Product Quantization
Product quantization (PQ) is a lossy vector compression technique that splits each vector into subvectors and encodes each with a small learned codebook. It shrinks high-dimensional embeddings by 90–97% while still supporting approximate distance computation in the compressed domain, making it a backbone of large-scale ANN indexes.

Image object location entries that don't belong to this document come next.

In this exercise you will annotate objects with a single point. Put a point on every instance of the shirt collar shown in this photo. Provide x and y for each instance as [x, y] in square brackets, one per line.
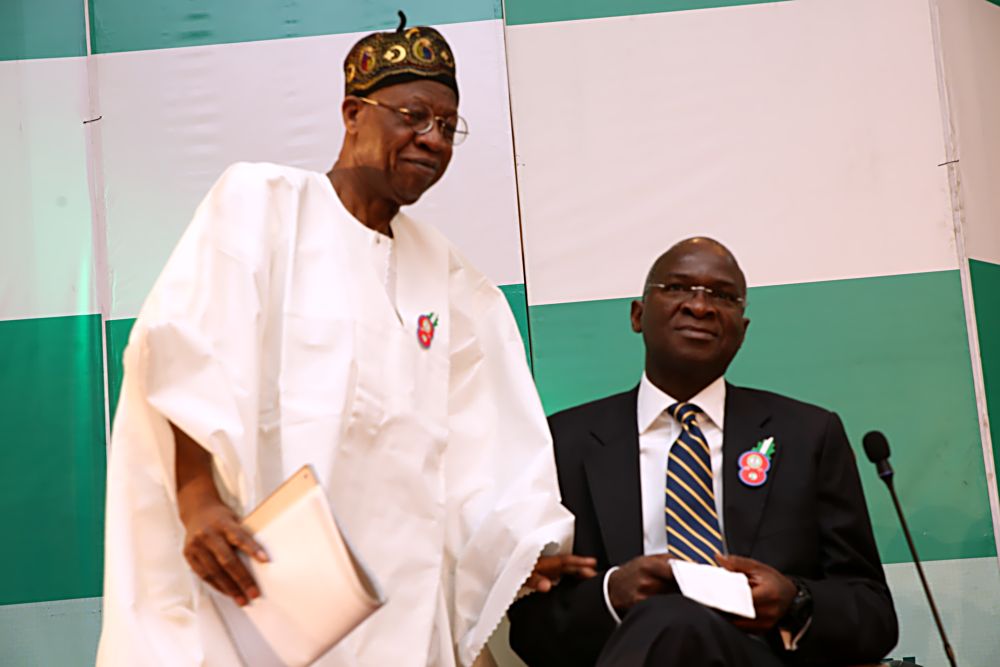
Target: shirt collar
[653, 401]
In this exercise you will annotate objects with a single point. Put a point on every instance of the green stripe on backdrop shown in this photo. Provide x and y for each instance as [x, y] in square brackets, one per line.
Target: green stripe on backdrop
[117, 339]
[127, 25]
[52, 458]
[118, 331]
[986, 294]
[887, 353]
[518, 300]
[42, 29]
[548, 11]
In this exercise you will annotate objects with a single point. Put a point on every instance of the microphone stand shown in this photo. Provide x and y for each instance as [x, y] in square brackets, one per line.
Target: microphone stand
[887, 478]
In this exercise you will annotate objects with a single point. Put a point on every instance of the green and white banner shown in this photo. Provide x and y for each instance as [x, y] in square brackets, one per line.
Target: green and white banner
[848, 151]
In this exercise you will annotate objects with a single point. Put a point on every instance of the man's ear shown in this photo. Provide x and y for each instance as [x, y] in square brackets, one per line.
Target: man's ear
[636, 316]
[349, 110]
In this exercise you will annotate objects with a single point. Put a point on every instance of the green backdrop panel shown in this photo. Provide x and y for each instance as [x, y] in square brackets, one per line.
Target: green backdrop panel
[887, 353]
[127, 25]
[986, 294]
[42, 29]
[52, 458]
[547, 11]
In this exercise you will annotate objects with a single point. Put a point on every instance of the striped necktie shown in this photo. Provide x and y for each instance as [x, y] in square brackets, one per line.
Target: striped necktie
[692, 522]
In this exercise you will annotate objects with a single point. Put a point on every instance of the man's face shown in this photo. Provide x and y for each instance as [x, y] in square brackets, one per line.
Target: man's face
[692, 330]
[396, 161]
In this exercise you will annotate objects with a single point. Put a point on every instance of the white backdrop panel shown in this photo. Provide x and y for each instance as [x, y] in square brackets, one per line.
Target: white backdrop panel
[970, 31]
[806, 135]
[46, 259]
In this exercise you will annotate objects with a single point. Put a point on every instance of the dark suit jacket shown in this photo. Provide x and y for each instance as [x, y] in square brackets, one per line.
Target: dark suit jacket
[808, 520]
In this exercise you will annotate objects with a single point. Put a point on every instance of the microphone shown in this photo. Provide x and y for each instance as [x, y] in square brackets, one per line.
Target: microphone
[877, 450]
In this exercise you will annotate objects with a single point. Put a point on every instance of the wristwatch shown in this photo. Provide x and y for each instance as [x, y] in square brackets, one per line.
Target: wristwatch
[800, 611]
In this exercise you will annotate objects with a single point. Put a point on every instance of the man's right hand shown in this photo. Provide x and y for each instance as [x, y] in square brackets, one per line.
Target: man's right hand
[639, 579]
[214, 532]
[214, 535]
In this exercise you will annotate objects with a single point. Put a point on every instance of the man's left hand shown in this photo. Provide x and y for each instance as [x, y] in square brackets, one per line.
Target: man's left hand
[549, 569]
[772, 592]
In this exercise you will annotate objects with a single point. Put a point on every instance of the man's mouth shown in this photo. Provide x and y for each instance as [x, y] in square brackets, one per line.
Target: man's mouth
[429, 166]
[697, 333]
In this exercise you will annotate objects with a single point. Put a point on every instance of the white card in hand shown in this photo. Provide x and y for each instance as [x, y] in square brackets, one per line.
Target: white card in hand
[714, 587]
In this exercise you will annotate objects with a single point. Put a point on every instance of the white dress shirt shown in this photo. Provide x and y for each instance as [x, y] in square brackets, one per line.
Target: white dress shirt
[657, 433]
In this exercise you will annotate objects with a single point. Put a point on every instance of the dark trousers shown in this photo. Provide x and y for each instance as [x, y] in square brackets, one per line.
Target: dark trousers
[672, 631]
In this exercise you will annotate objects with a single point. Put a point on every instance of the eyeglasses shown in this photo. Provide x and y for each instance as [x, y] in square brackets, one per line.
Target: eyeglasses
[716, 297]
[422, 120]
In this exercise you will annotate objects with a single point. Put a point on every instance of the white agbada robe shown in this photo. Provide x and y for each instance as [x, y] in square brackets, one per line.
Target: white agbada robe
[270, 339]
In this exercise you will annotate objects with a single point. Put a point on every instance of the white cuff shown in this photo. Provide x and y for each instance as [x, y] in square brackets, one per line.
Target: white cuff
[607, 598]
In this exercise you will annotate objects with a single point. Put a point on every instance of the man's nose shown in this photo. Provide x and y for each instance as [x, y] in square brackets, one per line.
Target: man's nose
[698, 304]
[433, 140]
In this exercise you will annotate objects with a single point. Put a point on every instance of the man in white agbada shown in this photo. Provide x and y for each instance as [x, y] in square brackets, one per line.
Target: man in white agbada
[303, 319]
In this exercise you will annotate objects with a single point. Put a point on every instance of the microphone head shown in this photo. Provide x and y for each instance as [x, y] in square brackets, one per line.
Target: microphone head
[876, 446]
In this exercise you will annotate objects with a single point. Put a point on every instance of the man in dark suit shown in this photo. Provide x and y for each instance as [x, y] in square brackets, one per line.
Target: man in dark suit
[687, 466]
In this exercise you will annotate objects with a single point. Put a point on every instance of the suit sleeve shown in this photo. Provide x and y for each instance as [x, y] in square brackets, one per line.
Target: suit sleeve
[853, 616]
[566, 627]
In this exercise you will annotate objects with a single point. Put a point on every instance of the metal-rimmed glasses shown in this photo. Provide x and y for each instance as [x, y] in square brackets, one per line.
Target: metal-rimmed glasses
[422, 120]
[716, 297]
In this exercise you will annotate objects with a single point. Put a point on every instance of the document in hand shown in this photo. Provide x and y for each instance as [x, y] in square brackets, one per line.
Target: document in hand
[314, 590]
[714, 587]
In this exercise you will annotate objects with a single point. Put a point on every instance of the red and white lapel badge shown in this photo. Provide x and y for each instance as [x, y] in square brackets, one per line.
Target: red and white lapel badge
[754, 463]
[426, 325]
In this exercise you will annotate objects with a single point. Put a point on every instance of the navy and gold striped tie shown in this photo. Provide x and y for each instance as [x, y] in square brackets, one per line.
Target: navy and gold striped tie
[692, 522]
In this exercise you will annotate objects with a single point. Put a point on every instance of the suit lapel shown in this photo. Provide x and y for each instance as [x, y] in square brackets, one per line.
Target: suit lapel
[613, 477]
[745, 422]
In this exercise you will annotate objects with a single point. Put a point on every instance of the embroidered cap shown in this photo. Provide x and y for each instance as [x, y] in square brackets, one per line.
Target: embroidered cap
[384, 59]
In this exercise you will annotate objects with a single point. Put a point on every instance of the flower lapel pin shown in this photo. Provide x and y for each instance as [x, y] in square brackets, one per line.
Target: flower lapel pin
[754, 463]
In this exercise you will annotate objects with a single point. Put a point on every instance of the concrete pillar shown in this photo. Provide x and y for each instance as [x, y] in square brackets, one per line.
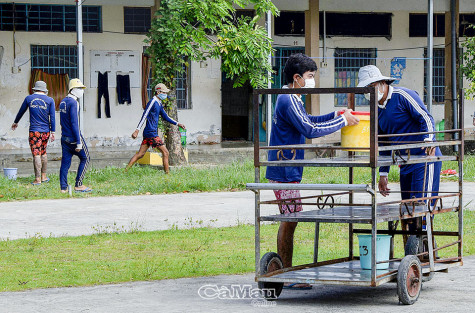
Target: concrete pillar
[449, 114]
[312, 46]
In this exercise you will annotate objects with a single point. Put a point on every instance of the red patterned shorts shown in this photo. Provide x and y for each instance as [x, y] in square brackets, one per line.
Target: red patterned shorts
[38, 142]
[155, 142]
[288, 195]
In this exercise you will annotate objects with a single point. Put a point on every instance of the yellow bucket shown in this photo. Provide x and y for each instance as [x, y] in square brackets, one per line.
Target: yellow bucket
[356, 136]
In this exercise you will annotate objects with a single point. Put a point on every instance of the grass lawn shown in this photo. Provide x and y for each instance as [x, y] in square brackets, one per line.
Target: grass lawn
[145, 180]
[132, 255]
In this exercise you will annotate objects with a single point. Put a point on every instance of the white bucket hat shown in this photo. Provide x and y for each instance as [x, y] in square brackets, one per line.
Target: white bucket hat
[40, 86]
[370, 74]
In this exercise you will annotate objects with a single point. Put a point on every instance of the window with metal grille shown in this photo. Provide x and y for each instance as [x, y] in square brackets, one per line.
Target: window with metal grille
[438, 76]
[183, 96]
[55, 59]
[347, 64]
[137, 20]
[48, 17]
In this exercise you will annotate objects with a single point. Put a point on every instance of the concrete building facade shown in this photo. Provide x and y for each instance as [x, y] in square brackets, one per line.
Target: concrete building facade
[210, 115]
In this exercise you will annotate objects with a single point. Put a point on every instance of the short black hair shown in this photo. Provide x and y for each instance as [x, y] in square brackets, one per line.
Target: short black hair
[298, 63]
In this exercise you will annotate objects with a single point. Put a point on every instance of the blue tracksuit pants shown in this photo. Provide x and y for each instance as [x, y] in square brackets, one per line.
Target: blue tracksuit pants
[412, 183]
[68, 150]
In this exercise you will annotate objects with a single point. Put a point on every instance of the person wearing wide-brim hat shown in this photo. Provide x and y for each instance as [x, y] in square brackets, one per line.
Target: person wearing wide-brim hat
[42, 127]
[401, 110]
[72, 141]
[150, 117]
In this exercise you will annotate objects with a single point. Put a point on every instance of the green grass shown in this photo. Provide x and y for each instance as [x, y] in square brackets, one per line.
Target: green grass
[112, 181]
[132, 255]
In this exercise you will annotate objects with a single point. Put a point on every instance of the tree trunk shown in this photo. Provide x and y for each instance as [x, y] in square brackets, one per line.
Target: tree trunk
[173, 139]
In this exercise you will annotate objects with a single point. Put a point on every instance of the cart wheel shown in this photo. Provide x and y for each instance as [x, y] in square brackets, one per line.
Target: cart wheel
[413, 247]
[270, 262]
[409, 279]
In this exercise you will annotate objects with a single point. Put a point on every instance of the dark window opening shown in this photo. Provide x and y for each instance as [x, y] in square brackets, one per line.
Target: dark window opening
[137, 20]
[48, 17]
[357, 24]
[290, 24]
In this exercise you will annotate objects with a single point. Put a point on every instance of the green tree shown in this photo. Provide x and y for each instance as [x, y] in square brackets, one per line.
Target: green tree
[468, 66]
[195, 30]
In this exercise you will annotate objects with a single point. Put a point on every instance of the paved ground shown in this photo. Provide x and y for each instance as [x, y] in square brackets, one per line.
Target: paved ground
[451, 292]
[78, 216]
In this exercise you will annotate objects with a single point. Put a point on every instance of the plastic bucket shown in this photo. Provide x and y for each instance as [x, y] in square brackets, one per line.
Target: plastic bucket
[383, 243]
[357, 136]
[10, 173]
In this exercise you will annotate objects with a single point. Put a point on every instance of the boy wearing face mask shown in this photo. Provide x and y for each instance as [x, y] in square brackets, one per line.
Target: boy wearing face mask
[150, 117]
[72, 141]
[401, 110]
[291, 124]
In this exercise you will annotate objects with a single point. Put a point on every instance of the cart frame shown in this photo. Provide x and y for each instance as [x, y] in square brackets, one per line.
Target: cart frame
[346, 271]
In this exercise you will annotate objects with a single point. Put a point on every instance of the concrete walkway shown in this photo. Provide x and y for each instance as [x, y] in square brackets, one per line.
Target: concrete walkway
[82, 216]
[446, 292]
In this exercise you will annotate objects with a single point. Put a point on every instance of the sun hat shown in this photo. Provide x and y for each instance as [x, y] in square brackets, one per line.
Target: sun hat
[40, 86]
[370, 74]
[162, 88]
[75, 83]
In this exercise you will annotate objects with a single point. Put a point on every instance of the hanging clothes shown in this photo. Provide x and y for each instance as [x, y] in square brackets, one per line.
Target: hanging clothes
[123, 89]
[103, 90]
[57, 84]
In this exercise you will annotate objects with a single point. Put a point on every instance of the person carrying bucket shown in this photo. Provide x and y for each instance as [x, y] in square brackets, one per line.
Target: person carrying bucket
[42, 127]
[401, 110]
[291, 124]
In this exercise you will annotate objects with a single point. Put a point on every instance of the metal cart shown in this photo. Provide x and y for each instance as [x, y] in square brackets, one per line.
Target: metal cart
[421, 260]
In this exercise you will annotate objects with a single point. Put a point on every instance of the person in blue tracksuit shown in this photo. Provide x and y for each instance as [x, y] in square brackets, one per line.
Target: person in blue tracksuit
[72, 141]
[150, 117]
[291, 124]
[42, 127]
[401, 110]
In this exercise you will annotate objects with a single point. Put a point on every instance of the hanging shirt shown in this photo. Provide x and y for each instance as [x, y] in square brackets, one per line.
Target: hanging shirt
[41, 108]
[291, 125]
[69, 114]
[404, 112]
[150, 117]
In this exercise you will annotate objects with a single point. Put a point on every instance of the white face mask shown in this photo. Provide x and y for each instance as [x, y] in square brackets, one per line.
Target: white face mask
[380, 95]
[77, 92]
[309, 83]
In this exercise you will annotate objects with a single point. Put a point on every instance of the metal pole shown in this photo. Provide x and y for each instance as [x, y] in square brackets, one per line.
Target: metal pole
[454, 68]
[269, 84]
[430, 52]
[80, 58]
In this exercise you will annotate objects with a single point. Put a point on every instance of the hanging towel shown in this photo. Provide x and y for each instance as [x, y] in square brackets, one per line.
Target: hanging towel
[123, 89]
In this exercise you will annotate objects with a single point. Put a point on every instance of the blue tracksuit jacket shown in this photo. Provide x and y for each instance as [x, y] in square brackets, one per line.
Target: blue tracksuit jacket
[405, 113]
[69, 113]
[42, 117]
[151, 115]
[291, 125]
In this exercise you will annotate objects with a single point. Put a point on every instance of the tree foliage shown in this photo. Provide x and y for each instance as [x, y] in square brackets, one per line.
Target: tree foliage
[468, 66]
[195, 30]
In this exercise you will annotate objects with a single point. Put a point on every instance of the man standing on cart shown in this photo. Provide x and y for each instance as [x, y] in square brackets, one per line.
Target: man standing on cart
[291, 124]
[401, 110]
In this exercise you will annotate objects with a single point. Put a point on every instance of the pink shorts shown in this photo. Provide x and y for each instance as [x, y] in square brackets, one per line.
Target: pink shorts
[288, 195]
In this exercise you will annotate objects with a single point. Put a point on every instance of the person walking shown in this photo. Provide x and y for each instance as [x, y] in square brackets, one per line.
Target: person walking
[42, 127]
[401, 110]
[150, 118]
[72, 141]
[291, 124]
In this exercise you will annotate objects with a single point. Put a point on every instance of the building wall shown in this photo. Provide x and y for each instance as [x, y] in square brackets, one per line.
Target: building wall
[413, 76]
[203, 121]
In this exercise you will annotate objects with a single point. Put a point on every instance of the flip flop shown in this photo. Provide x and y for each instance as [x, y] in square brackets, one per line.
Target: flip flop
[84, 190]
[294, 287]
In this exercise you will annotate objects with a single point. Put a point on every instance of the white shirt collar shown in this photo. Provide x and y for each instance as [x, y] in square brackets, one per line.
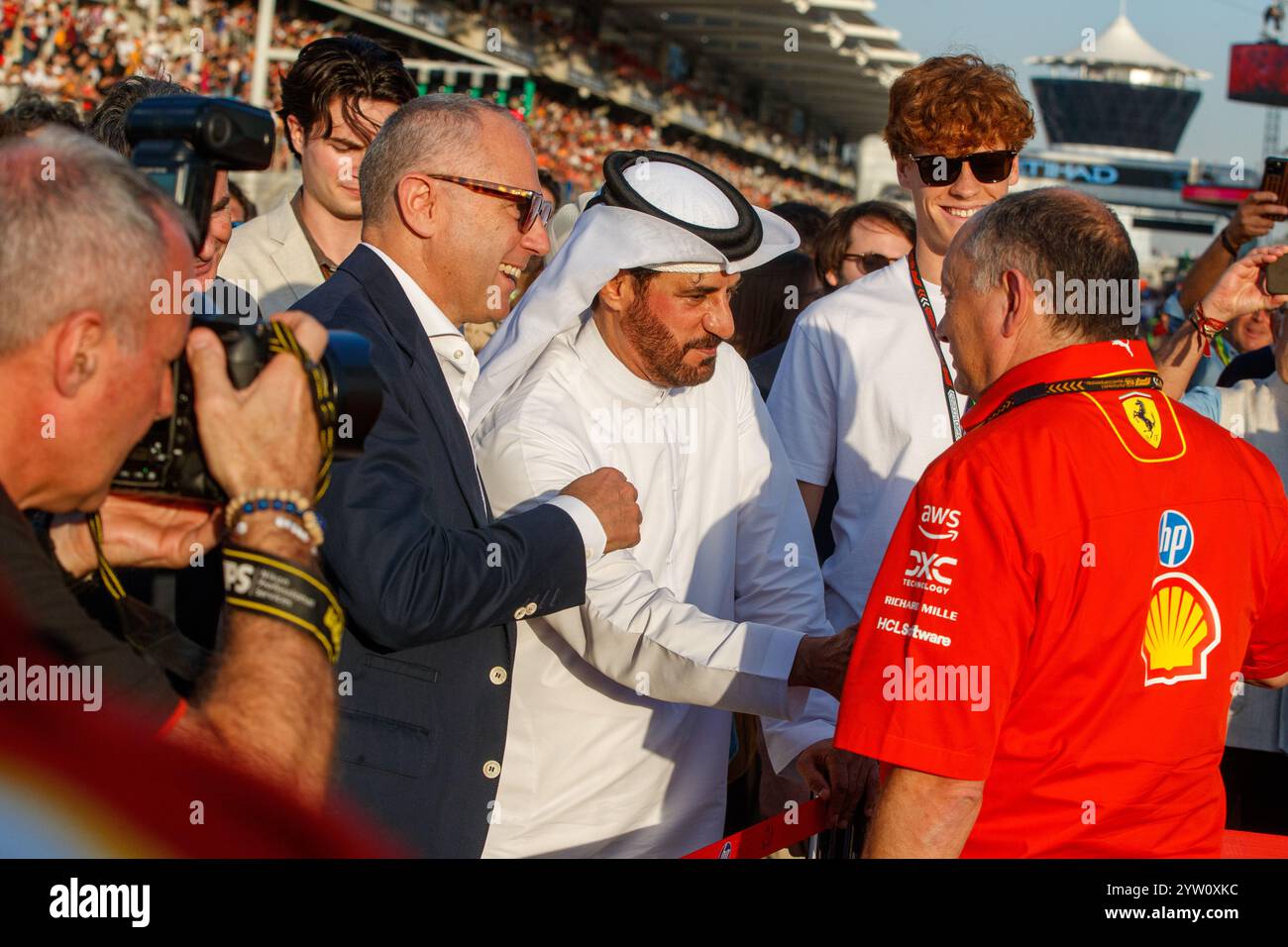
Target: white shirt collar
[426, 311]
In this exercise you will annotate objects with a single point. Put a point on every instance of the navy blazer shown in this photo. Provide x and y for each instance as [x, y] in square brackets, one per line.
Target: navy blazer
[430, 585]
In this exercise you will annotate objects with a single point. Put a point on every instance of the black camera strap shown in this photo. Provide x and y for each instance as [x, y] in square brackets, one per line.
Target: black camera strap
[145, 629]
[918, 287]
[1147, 380]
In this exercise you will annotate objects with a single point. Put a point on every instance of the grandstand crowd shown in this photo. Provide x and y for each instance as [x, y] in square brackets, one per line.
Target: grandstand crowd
[77, 52]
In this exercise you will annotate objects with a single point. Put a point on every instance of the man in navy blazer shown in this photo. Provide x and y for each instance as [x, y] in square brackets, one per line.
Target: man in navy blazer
[432, 585]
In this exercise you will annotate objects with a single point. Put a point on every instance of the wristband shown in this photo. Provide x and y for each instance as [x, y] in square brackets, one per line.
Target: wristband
[1209, 329]
[1229, 244]
[277, 501]
[263, 583]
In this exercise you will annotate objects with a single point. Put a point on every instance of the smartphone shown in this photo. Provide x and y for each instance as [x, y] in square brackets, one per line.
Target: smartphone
[1275, 178]
[1276, 275]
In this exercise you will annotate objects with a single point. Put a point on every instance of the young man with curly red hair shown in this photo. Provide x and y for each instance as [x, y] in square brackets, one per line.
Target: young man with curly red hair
[864, 390]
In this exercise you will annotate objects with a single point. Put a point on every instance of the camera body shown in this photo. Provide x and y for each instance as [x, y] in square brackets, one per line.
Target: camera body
[168, 460]
[180, 144]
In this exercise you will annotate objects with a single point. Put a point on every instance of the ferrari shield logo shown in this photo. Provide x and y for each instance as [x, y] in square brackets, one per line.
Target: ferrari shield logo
[1144, 418]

Product quantization (PQ) is a lossy compression scheme for high-dimensional vectors introduced by Hervé Jégou, Matthijs Douze, and Cordelia Schmid in 2011. It enables approximate nearest neighbor search over billion-scale datasets that would not fit in memory in their raw form, and is one of the core algorithms in FAISS. A d-dimensional vector is split into m equal-length subvectors. Each subspace is clustered independently with k-means, typically using 256 centroids so each subvector is encoded with a single byte. A full vector is then represented by m bytes — for example, a 1024-dimensional float32 vector of 4 KB compresses to 64 bytes at m=64, a 64x reduction. Decoding looks up centroids per subspace and concatenates them; reconstruction error depends on m and the number of centroids. PQ supports two fast distance computations on compressed codes. Symmetric distance compares two codes via a precomputed centroid distance table. Asymmetric distance keeps the query uncompressed and sums per-subspace distances from the query subvectors to centroids, giving better accuracy and dominating in practice. PQ is usually combined with an inverted-file index (IVFPQ) that first prunes to a few coarse clusters, or stacked under a graph index like HNSW. Extensions include optimized PQ (OPQ), which rotates the space to balance subspace variance, and residual PQ, which encodes the quantization error of a coarse index.